Inspiring the young to know more about space

KUCHING: The younger generation needs more exposure to the field of space exploration so that they could understand the subject better, Universiti Malaysia Sarawak (Unimas) vice-chancellor Prof Dr Khairuddin Hamid said yesterday.

SHARING: Owen (left) relating his experience to the crowd. Also seen are Mario (second right) and Richard.

He said although there was a booming interest in the field since Datuk Dr Sheikh Muszaphar Shukor became the country’s first astronaut in 2007, he was concerned the enthusiasm might fade once the hype was over.

As such, he called for continuous programmes on the subject so that the younger generation would be inspired to learn more about the field and its benefits to mankind.

He believed that through such efforts, the country could one day be the regional centre for space exploration and achieve greater progress in science and technological area.
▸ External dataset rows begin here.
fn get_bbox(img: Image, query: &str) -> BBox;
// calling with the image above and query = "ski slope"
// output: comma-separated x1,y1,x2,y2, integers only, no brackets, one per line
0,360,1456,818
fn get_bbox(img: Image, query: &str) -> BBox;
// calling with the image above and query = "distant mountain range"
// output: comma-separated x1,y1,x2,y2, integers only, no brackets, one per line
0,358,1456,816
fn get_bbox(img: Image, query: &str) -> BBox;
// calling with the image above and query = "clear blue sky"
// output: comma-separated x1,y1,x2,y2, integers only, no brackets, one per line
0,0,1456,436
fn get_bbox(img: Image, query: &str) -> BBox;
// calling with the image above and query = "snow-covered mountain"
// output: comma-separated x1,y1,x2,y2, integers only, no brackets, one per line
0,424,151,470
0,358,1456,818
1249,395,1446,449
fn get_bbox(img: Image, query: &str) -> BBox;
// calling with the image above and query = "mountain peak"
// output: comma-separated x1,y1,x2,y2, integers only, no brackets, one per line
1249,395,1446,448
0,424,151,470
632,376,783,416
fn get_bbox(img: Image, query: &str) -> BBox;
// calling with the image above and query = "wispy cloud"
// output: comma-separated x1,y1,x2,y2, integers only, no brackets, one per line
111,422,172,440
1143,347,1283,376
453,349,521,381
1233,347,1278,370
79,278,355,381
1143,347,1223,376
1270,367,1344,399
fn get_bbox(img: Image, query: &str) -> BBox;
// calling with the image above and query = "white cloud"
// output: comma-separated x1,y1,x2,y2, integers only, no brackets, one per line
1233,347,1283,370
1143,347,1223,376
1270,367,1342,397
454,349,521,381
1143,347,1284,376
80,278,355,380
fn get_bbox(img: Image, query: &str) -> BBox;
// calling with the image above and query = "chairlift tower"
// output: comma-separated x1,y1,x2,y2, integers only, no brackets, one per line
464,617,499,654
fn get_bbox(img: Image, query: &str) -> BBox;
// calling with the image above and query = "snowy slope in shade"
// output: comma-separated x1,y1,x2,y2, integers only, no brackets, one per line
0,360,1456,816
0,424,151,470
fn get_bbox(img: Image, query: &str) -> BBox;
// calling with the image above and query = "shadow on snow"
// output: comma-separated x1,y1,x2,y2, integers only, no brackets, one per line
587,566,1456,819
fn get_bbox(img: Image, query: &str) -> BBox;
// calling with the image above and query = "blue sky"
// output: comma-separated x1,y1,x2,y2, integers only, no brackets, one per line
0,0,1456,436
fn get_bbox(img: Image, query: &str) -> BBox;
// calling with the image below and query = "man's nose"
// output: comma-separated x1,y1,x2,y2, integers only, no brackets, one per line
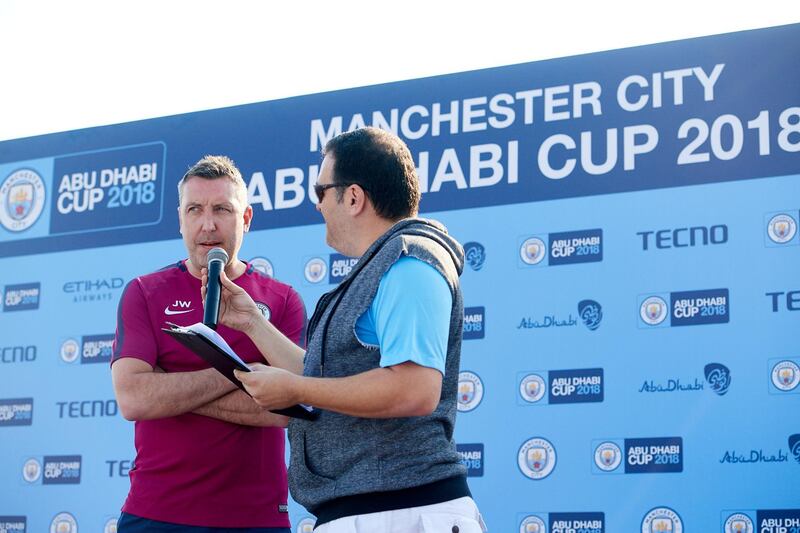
198,215,217,231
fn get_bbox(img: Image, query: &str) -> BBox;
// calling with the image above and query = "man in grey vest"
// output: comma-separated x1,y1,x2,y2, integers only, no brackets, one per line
209,128,485,533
“I really hope that with the exposure to science, technologies and the future of space travel, we can increase the interest among Malaysians.

“With advanced and modern science and technological expertise here in Malaysia, it is not impossible to promote our country as a possible hub for research and education on space technologies,” he said when speaking during the ‘Campus Space Walk’ talk at Unimas near here.
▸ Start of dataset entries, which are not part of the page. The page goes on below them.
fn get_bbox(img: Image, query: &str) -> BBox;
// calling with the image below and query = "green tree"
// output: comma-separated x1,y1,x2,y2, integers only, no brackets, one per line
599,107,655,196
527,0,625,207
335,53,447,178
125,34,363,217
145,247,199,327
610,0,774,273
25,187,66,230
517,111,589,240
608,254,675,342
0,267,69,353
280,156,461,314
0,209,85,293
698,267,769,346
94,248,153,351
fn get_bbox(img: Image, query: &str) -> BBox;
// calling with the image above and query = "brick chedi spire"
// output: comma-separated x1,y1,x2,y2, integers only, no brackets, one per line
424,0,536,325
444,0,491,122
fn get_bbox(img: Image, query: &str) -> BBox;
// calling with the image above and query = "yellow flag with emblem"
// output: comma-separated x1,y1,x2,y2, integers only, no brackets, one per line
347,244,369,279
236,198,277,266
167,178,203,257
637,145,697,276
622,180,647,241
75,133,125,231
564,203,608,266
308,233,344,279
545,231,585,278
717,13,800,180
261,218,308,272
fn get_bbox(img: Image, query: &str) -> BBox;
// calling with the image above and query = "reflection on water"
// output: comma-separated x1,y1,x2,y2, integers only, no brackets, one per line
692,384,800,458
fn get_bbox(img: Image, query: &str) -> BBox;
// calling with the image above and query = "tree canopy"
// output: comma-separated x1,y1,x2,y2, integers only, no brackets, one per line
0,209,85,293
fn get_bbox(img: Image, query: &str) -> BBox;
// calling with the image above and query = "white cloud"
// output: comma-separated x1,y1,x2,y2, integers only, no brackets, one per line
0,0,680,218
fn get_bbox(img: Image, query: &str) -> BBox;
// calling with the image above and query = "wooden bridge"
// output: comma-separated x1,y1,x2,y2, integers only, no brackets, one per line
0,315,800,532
Three astronauts from the United States, father and son Owen Garriot and Richard Garriot, and Mario Runco Jr were invited for the talk held in connection with the XXIII Planetary Congress of Association of Space Explorers (ASE).

The talk was attended by students of Unimas and selected schools.
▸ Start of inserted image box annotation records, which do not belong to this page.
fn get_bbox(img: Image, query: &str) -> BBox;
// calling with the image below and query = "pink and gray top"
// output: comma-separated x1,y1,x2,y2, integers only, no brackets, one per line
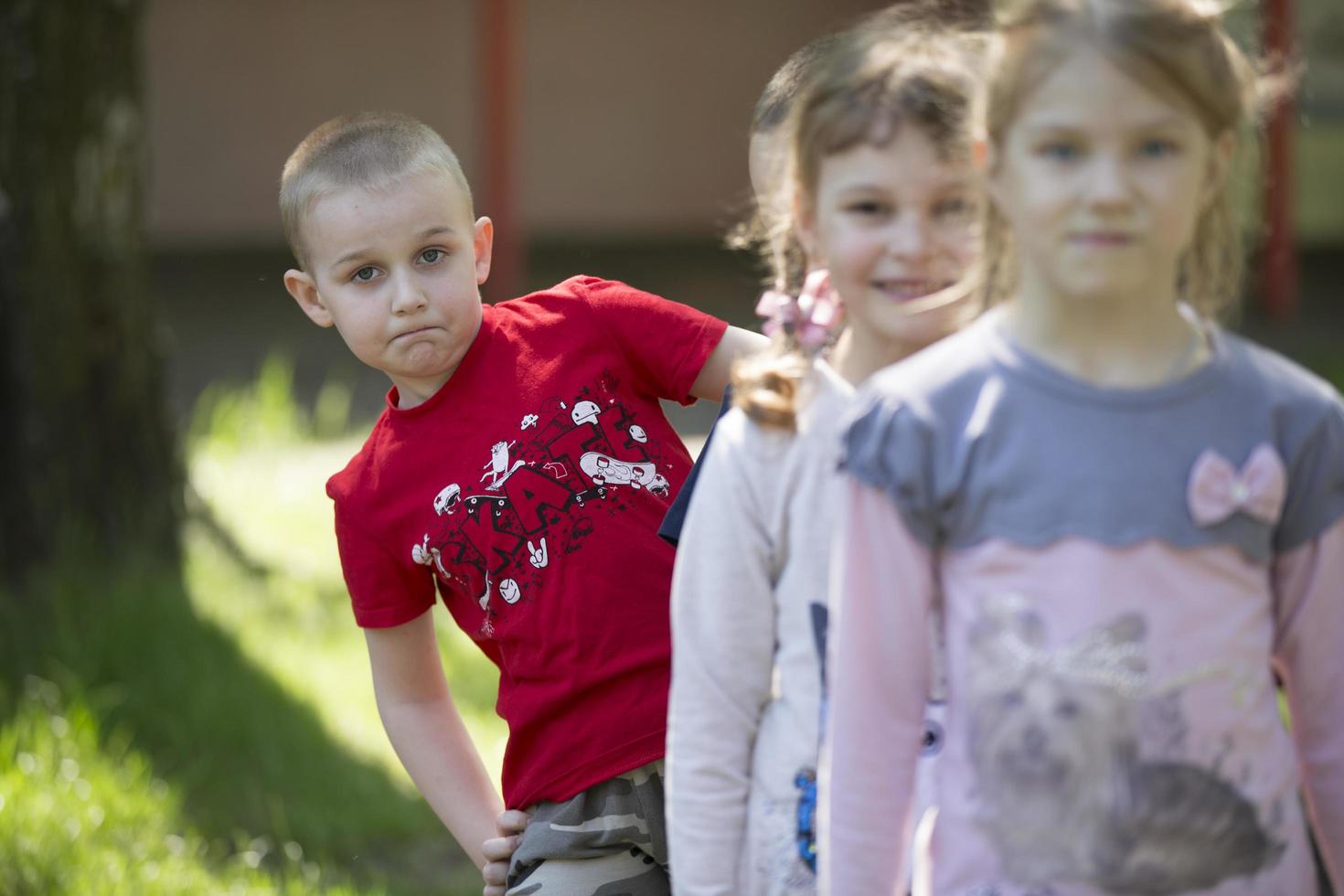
820,312,1344,896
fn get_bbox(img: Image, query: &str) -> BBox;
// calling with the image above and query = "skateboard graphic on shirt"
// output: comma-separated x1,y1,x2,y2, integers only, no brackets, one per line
411,373,671,636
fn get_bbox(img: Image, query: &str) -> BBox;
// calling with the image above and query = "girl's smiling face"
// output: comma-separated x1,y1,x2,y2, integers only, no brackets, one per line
989,46,1232,314
800,123,977,350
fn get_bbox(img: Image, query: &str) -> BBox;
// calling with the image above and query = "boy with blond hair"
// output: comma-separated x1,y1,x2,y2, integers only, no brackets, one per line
281,112,761,893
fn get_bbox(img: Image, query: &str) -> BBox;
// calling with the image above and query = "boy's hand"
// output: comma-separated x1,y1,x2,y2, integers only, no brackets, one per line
481,808,532,896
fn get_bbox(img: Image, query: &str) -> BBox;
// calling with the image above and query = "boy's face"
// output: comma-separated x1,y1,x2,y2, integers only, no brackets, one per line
285,172,493,407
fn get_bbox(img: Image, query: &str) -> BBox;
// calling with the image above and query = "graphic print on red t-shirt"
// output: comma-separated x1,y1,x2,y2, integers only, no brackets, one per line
411,371,669,636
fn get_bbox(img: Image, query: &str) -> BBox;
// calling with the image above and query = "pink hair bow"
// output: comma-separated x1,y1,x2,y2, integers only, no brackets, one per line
1186,442,1287,527
757,270,840,352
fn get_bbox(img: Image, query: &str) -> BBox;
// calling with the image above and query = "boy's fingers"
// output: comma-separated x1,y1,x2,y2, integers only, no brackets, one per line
495,808,532,837
481,834,520,868
481,862,508,892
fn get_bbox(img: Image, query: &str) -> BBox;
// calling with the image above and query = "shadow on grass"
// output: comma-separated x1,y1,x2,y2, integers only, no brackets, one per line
0,559,478,893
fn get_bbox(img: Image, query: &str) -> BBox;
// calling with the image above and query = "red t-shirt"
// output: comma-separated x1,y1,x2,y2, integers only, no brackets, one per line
326,277,727,807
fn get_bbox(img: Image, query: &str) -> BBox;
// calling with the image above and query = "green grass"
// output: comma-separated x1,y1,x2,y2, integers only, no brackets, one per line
0,363,504,895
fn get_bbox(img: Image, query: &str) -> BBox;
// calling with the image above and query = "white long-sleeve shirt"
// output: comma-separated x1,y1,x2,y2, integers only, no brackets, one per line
667,360,853,896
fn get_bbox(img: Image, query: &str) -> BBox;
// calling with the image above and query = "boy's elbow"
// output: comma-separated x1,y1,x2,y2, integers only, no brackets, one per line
691,326,770,401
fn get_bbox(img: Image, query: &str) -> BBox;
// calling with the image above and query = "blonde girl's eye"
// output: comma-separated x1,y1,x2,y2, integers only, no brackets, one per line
1138,137,1180,158
846,198,892,218
933,197,972,220
1036,140,1083,164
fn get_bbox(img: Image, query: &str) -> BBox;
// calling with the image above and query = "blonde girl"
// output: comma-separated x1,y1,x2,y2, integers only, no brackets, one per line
668,23,976,896
821,0,1344,896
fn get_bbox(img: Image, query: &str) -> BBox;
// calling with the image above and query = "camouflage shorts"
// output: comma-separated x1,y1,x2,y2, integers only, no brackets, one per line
508,759,671,896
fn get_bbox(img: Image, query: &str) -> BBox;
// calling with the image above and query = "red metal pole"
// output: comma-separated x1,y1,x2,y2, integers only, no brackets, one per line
475,0,524,301
1261,0,1298,320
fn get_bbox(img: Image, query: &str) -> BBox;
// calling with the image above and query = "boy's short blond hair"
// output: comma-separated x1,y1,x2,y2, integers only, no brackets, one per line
280,112,475,270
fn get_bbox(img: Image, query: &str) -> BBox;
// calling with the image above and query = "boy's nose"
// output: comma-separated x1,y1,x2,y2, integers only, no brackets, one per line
392,274,429,315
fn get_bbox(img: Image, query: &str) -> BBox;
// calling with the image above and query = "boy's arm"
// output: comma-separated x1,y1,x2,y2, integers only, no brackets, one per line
691,326,770,401
364,610,504,868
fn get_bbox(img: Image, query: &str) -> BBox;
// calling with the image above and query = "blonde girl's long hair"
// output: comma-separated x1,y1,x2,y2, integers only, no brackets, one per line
980,0,1285,317
732,15,981,432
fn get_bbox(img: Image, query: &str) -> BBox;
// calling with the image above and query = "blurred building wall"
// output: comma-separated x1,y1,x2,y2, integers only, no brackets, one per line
145,0,881,250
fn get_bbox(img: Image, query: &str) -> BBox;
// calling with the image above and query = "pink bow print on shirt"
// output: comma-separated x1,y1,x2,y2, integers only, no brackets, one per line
1186,442,1287,527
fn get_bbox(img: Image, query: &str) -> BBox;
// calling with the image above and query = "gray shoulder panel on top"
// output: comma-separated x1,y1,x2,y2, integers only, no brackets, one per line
846,320,1344,563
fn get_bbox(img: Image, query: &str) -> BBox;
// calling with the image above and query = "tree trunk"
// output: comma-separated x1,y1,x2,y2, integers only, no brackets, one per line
0,0,180,581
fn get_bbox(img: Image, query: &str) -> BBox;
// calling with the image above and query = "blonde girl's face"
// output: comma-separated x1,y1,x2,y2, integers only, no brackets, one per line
989,48,1232,308
800,123,977,348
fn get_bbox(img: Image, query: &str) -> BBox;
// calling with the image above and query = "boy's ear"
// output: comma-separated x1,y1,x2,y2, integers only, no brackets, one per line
472,218,495,286
285,273,335,333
Owen, who went to Skylab in 1973 and Spacelab-1 in 1983, was the first of six scientist astronauts selected by Nasa, and he operated the world’s first amateur radio station from space.

Richard on the other hand was not qualified to become an astronaut, according to Nasa, but paid US$30 million and became the sixth space tourist.

A video game developer and entrepreneur, Richard took part in several education outreach programmes during his time at the SOYUZ TMA-13 in October 2008 and operated an amateur radio operator from the International Space Station (ISS).

Mario, who went to STS-44 Atlantis in 1991, STS-54 Endeavour 1003 and STS-77 Endeavour in May 1996 spent most of his space journey attending numerous experiments such as earth observation experiments, radiation monitoring experiments and life sciences experiments in support of long duration space flights.

The ASE congress in Kuala Lumpur was the first to be held in Malaysia and the second after Japan.

ASE, which was formed in 1985, has 350 members and it aims at providing a forum for dialogue and to promote education on space science and technology.